Cytokines are not created equal, and come in a variety of forms;
the two types shown here are synthetic. Cytokines
of any stripe attach by way of "keys" to receptors,
shown as "locks," on stem cells. Each unique
cytokine key fits its unique cytokine receptor on the stem cell. Sometimes
the different receptors to which different cytokines attach
happen to be adjacent on the stem cells. When they
are adjacent, and are simultaneously stimulated by their respective
cytokines, the stem cell proliferates, producing a much greater
quantity of protective blood cells. Thus, it would
be beneficial for defending stem cells to have adjacent receptors
for the cytokines IL-3 and GM-CSF simultaneously engaged.
Because chemotherapy kills stem cells, we assist those remaining
with synthetic IL-3 and GM-CSF growth factors.

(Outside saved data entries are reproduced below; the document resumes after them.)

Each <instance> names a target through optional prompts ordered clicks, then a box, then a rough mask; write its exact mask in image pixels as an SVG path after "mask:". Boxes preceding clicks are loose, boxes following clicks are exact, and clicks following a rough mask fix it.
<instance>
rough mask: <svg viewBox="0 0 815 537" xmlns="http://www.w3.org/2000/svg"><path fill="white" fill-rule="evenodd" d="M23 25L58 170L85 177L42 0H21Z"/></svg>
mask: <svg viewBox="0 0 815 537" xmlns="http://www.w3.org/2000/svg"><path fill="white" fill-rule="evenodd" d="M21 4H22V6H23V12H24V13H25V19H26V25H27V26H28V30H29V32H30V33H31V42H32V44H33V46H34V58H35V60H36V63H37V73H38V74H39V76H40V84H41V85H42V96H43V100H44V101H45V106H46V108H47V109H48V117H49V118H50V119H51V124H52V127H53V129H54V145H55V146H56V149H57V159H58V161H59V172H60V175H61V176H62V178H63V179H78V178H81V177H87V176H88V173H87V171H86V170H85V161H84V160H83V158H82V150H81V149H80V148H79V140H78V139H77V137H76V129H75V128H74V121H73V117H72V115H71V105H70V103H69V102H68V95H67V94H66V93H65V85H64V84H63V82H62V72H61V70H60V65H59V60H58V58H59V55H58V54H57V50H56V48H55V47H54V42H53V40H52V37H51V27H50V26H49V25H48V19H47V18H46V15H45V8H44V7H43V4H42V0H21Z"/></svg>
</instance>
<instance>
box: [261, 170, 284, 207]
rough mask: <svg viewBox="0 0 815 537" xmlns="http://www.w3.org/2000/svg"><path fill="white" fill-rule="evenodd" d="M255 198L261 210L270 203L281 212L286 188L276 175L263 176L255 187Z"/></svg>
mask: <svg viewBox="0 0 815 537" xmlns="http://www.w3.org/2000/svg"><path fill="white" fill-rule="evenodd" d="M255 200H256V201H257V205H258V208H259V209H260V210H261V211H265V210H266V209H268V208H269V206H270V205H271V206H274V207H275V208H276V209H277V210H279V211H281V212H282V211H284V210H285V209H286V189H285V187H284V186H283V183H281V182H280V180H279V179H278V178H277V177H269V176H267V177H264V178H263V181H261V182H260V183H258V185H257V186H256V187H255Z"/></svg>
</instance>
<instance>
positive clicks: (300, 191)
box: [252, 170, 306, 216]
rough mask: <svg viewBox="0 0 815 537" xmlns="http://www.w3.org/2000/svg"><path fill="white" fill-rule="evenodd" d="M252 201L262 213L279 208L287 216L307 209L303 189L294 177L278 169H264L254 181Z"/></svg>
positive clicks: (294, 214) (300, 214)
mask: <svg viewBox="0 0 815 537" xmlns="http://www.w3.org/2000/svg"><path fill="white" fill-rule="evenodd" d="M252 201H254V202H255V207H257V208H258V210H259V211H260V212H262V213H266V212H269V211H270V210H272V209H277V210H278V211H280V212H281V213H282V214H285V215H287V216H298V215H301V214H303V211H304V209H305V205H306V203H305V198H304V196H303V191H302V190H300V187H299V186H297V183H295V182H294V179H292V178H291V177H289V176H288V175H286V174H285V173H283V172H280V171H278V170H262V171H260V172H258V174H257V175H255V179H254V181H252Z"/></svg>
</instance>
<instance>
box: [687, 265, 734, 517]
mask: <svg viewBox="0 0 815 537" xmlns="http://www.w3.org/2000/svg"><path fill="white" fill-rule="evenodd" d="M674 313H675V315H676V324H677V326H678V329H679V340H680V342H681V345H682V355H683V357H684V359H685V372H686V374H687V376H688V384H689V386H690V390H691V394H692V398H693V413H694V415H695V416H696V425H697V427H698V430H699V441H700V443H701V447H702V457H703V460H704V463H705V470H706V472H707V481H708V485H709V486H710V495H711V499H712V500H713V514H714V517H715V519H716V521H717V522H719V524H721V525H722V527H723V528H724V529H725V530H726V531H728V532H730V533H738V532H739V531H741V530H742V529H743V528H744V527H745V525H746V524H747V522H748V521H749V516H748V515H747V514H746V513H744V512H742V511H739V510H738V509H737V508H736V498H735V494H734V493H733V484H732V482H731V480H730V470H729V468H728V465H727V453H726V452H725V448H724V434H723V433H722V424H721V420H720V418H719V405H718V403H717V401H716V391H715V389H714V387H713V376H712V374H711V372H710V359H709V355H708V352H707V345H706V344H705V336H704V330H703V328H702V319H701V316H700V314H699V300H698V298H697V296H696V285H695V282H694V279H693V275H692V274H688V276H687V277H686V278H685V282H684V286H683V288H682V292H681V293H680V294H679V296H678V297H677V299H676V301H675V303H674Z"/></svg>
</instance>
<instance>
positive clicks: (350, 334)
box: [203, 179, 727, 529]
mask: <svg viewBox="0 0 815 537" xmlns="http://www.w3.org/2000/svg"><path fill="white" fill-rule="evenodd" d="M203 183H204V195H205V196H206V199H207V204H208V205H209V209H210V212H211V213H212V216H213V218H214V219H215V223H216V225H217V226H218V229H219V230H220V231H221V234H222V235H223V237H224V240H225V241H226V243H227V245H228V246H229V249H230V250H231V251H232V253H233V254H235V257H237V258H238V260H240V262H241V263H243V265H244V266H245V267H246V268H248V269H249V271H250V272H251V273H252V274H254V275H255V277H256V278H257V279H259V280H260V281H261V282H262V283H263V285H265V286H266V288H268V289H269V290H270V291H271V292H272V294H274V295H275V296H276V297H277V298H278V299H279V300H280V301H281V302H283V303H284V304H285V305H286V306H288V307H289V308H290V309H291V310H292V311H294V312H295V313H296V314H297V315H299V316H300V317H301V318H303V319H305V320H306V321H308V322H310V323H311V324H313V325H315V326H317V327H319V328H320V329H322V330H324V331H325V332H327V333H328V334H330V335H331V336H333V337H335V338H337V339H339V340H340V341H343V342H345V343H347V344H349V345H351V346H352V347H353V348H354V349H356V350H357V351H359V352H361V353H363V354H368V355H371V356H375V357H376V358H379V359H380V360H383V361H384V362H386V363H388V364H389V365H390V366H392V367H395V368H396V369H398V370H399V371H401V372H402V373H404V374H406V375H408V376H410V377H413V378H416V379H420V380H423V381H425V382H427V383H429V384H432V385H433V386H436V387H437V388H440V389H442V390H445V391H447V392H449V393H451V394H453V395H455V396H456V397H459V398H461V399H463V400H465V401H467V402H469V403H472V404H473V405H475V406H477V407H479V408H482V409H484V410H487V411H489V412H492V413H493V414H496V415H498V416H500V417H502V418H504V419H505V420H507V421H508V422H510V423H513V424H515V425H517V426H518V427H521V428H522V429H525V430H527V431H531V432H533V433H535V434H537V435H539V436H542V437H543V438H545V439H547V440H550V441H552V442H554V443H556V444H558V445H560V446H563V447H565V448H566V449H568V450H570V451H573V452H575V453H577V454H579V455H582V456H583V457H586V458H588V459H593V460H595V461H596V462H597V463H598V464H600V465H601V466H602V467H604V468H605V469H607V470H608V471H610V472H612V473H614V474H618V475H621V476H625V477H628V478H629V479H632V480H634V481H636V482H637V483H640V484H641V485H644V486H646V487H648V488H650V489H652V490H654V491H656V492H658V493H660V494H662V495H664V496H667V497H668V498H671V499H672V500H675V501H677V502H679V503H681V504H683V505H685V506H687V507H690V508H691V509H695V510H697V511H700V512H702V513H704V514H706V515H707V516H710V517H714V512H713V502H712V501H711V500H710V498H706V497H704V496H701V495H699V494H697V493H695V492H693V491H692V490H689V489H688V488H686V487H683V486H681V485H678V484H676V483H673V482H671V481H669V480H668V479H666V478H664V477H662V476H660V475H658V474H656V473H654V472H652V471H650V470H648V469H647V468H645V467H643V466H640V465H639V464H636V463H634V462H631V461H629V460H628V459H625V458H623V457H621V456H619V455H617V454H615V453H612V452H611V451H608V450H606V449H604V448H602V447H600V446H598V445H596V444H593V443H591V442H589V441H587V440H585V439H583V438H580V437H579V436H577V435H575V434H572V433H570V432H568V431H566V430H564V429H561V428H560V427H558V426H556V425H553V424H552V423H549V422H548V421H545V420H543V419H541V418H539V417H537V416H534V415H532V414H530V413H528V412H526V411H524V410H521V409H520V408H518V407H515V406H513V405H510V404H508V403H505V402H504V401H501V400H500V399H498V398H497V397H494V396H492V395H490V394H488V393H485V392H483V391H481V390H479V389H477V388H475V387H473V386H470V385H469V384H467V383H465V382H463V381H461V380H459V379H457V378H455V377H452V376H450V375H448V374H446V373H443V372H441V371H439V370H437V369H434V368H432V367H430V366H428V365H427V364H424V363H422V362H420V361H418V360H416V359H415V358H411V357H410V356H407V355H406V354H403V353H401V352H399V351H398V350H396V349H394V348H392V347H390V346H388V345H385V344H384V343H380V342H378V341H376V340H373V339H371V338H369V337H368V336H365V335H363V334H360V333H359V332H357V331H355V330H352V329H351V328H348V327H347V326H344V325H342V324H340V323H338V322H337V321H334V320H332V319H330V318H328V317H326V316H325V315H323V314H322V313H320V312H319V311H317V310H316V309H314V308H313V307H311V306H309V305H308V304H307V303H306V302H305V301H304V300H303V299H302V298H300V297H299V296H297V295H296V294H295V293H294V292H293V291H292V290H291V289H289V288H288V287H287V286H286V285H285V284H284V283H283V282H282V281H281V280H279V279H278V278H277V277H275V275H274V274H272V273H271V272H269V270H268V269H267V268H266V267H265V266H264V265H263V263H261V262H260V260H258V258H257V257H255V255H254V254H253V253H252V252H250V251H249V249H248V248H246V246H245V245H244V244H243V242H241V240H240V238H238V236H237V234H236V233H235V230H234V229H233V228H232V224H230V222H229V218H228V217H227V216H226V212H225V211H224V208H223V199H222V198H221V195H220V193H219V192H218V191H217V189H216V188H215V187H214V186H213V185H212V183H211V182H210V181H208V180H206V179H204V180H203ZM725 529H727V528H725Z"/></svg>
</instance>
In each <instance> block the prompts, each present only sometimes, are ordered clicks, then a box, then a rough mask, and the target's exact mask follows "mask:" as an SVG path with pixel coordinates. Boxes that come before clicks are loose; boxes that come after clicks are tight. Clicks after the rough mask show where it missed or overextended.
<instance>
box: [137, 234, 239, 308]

The
two depicted here are IL-3 (green seahorses) and GM-CSF (blue-gray
dragon). Although these synthetic drugs have keys
that fit the proper stem-cell receptor, they also have unwanted
side effects, designated by the fantastic shapes attached
to the synthetic keys.
A recombinant process has produced yet another synthetic growth
factor (with yet another unlikely name). pIXY 321,
as it is called, incorporates the useful parts of synthetic
IL-3 and GM-CSF while avoiding most side effects. Also,
because it is a single molecule, it increases the chance of
simultaneous binding to stem-cell receptors. It is depicted
as the key chain incorporating both dissimilar types of growth-factor
keys.
More production from the stem cells remaining after chemotherapy
assists the immune system of the host in fighting infection;
other lymphocytes made by stem cells produce their own natural-killer
cells that directly fight cancer. Soon, of course,
barring calamity, we will be able directly to attack cancer
cells, bypassing the damage we now inflict on cancer's host.